Quand j’ai compris qu’il fallait m’établir à mon compte pour réaliser cela, si j’ai radicalement changé de milieu, mon activité constitue le prolongement naturel de ce que j’envisageais de faire à l’Université. »
Transmettre l’enthousiasme
Ses projets ? D’abord, la diffusion d’un catalogue aux notices érudites, en cours de finalisation, non seulement en France, mais également en Chine, à la faveur d’un voyage estival au cours duquel il rencontrera des particuliers comme des représentants d’institutions.
Puis la rédaction de textes pédagogiques en deux langues expliquant les pratiques française et chinoise autour des livres et des autographes ainsi que l’importance historique et patrimoniale des ouvrages et documents qu’il espère aider à faire mieux connaître tout en leur permettant de trouver la place idéale au sein d’une collection dans laquelle ils seront mis en valeur comme ils le méritent.

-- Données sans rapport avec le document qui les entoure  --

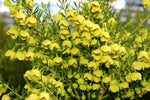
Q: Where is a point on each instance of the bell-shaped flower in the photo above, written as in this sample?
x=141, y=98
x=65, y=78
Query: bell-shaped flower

Nul doute qu’il ne garde en réserve quelque initiative surprenante, mais nous n’en saurons pas davantage pour le moment.
Après plus de deux ans de travail dans une direction qui suscitait le scepticisme général, la satisfaction d’avoir eu raison se lit sur son visage, mais c’est aussi l’enthousiasme devant les possibilités que cela représente et les tâches qui se dressent devant lui qu’il transmet.